What is in the CATALOG of Each Disk
I decided to extract the file metadata from disks with a standard layout.
As mentioned in an earlier post: of the 12,450 disks in the initial Apple II Disk Corpus,
7,092 appear to have a regular DOS 3.3 VTOC (based on the values at offsets $03, $27, $34, $35, $36, $37).
Of those, 6,998 have a CATALOG starting on Track $11 Sector $0F and that’s what I decided to explore for this post.
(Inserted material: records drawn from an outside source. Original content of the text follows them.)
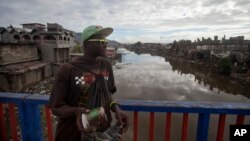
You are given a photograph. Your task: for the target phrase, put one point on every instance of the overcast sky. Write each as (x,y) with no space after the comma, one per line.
(136,20)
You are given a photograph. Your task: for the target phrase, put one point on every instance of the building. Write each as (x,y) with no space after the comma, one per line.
(32,53)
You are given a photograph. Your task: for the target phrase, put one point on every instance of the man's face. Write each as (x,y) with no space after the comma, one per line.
(97,45)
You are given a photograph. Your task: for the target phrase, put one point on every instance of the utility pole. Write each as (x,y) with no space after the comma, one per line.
(1,31)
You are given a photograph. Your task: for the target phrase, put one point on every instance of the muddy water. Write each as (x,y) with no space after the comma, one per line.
(146,77)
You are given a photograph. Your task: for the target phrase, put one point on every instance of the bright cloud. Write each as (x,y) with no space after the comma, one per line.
(136,20)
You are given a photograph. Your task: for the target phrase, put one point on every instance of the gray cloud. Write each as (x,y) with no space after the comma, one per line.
(144,20)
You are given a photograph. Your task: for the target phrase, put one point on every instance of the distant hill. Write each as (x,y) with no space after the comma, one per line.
(111,43)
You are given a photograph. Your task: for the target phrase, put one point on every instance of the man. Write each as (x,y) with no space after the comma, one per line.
(73,81)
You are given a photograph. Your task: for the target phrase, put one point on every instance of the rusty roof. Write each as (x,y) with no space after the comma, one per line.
(19,68)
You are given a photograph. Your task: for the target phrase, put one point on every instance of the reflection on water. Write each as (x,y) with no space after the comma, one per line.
(146,77)
(149,77)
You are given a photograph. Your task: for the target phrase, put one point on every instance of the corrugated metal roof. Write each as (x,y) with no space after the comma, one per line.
(22,67)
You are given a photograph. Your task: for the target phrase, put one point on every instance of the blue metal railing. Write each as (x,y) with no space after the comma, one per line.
(30,117)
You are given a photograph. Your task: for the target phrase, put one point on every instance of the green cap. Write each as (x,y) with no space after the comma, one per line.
(94,30)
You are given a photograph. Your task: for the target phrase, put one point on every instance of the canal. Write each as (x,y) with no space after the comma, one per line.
(147,77)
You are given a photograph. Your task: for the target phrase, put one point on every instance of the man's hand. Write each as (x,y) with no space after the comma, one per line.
(122,118)
(79,112)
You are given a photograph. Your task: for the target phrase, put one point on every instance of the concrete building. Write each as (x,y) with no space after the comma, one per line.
(32,53)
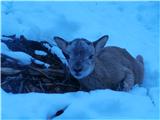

There are a total of 150,558 files.
The most common file types are:
$04 | BINARY | 82,357 |
$02 | APPLESOFT BASIC | 35,117 |
$00 | TEXT | 26,931 |
$01 | INTEGER BASIC | 3,138 |
$08 | S type | 989 |
$40 | B type | 866 |
$10 | RELOCATABLE | 303 |
$20 | A type | 172 |
The most common file names are:
HELLO | 4,414 |
MENU | 785 |
(7 x $08) | 610 |
BOOT0 | 559 |
| (empty) | 527 |
BOOT1 | 486 |
RWTS | 485 |
AUTOTRACE | 470 |
ADVANCED DEMUFFIN 1.5 | 442 |
ADVANCED DEMUFFIN 1.5 DOCS | 441 |
PDP | 399 |
SUPER DEMUFFIN | 397 |
LOGO | 385 |
PDP.README | 275 |
APPLESOFT | 271 |
TITLE | 242 |
(6 x $08) | 231 |
CHAIN | 195 |
INTBASIC | 191 |
RUNTIME | 157 |
There is undoubtedly a lot of file-level deduping to do and this also demonstrates the issue of cracked disks being common in the corpus.
The DEMUFFIN files are, I assume, left-overs from the cracking process (in this case by the cracker “4am”). The PDP files might be that too.